— I oczywiście jeśli się czujesz w tym momencie nie do końca szczęśliwa, mogłabyś otworzyć prezent, który… — spróbowała znowu panna Tyk.
— Proszę mi opowiedzieć o pannie Libelli — odezwała się szybko Akwila. O damie, u której miała zamieszkać, wiedziała tylko, jak się nazywa i gdzie żyje, choć trzeba przyznać, że adres brzmiał nie najgorzej: „Panna Libella, Chatka w Lasach koło martwego dębu przy przesiece Zagubionego Człowieka, Wysoki Nawis, listy można zostawić w starym bucie przy drzwiach”.
— Ach tak, panna Libella — poddała się panna Tyk. — Cóż, tak naprawdę nie jest bardzo stara, ale twierdzi, że przyda jej się trzecia para rąk.

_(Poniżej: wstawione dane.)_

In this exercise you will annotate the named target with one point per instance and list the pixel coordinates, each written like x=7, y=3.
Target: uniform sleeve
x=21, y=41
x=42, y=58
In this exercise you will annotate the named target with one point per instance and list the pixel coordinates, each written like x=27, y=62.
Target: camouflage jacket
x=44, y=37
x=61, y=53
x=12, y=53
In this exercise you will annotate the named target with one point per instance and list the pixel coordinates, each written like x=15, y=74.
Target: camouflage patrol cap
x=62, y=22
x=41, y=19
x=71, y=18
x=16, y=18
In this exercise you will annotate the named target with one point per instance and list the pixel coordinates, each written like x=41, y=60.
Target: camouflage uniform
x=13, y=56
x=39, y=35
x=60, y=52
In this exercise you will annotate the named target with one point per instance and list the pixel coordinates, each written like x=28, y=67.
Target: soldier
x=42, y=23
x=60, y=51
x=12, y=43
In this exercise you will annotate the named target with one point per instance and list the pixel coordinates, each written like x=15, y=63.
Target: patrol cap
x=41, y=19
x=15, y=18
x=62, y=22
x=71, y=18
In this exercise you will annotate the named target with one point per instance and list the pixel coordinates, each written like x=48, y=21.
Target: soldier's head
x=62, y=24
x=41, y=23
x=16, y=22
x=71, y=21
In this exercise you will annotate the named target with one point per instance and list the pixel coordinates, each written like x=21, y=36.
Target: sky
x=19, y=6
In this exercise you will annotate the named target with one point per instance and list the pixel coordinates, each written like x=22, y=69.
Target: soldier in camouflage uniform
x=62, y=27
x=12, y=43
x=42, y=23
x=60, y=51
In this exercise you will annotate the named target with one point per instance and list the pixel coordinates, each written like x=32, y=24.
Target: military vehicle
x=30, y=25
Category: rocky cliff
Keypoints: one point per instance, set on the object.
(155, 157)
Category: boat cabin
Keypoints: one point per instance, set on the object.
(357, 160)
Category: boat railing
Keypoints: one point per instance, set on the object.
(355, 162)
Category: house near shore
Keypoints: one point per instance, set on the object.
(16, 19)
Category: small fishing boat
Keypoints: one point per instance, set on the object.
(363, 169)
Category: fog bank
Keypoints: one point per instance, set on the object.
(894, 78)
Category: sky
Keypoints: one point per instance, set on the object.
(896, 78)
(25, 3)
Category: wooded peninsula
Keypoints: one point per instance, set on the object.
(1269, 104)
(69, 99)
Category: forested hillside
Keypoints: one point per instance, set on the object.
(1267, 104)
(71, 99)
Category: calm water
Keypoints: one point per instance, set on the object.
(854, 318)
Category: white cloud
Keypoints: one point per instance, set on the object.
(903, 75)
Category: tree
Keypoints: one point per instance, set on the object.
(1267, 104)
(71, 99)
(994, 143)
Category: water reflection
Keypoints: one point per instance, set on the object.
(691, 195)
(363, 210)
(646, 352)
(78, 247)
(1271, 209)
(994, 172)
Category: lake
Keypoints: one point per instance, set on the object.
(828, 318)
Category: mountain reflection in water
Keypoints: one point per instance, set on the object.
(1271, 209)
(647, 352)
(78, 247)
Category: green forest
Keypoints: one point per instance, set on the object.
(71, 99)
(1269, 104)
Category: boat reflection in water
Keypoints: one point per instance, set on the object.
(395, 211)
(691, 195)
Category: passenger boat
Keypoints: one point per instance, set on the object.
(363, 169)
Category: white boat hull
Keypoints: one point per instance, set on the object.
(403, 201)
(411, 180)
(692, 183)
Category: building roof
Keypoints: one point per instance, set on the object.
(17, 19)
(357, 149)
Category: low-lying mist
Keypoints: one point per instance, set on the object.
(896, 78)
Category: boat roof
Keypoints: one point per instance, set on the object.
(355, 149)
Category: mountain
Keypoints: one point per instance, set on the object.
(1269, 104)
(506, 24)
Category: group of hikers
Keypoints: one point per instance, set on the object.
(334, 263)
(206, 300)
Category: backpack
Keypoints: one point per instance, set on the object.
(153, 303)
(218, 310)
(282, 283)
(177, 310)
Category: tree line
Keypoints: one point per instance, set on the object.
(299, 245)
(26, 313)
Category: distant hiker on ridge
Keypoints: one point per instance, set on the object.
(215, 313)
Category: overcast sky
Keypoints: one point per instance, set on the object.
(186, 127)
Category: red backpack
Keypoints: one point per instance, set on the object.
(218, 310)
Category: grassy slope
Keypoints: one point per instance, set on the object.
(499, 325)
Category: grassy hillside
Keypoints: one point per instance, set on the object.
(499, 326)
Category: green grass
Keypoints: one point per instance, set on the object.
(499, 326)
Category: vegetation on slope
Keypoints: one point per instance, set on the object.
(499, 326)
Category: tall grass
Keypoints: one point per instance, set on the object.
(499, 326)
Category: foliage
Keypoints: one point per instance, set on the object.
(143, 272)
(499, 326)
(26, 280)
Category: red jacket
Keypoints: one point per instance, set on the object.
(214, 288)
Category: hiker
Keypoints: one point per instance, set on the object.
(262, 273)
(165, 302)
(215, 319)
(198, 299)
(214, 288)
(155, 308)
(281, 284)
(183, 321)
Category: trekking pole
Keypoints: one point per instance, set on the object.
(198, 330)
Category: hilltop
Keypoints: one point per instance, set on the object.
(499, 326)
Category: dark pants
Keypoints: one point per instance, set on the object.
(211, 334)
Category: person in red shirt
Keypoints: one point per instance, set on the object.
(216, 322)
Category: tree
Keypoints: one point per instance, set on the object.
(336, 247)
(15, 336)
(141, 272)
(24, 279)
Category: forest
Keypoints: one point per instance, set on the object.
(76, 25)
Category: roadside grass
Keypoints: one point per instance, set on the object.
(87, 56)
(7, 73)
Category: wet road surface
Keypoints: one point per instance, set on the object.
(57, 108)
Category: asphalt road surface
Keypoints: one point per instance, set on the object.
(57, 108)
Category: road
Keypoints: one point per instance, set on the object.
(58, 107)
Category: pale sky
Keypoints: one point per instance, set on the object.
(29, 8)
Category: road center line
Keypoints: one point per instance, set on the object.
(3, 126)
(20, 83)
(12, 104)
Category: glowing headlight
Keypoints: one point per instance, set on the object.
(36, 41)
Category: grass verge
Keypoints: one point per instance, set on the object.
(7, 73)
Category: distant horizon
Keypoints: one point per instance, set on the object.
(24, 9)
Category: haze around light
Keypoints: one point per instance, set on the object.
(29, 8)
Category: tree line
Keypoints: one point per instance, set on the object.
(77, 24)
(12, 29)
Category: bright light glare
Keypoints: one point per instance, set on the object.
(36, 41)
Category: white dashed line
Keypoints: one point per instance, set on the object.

Przy Akwili nie powinny się nikomu wymykać słowa, nawet pannie Tyk.
— Czy to oznacza, że już tam ktoś poza nią jest? — zapytała Akwila — Hm… nie. Niezupełnie.
— W takim razie czy ona ma czworo rąk? — dopytywała się Akwila. Coś w głosie panny Tyk powiedziało jej, że czarownica wolałaby uniknąć rozmowy na ten temat.
Panna Tyk westchnęła. Rozmowa z kimś, kto przez cały czas zachowuje czujność, nie należała do najłatwiejszych. I zbijała z tropu.
— Poczekaj, aż ją poznasz. Cokolwiek ci teraz powiem, nie da ci prawdziwego obrazu. Jestem pewna, że się dogadacie. Ona znakomicie radzi sobie z ludźmi, a w wolnym czasie prowadzi badania. Hoduje pszczoły… a także kozy. Chyba się nie mylę, że ich mleko jest bardzo dobre ze względu na ujednolicony poziom tłuszczu. — Jakie badania prowadzą czarownice?
— To bardzo stare rzemiosło. Poznając, jak naprawdę działały stare uroki, stara się tworzyć nowe. Wiesz, o czym mówię: „Ucho nietoperza i palec żaby”, prawda? To nigdy nie działa, ale panna Libella jest przekonana, że powodem jest nasza niewiedza, jakiej żaby należy użyć i którego palca…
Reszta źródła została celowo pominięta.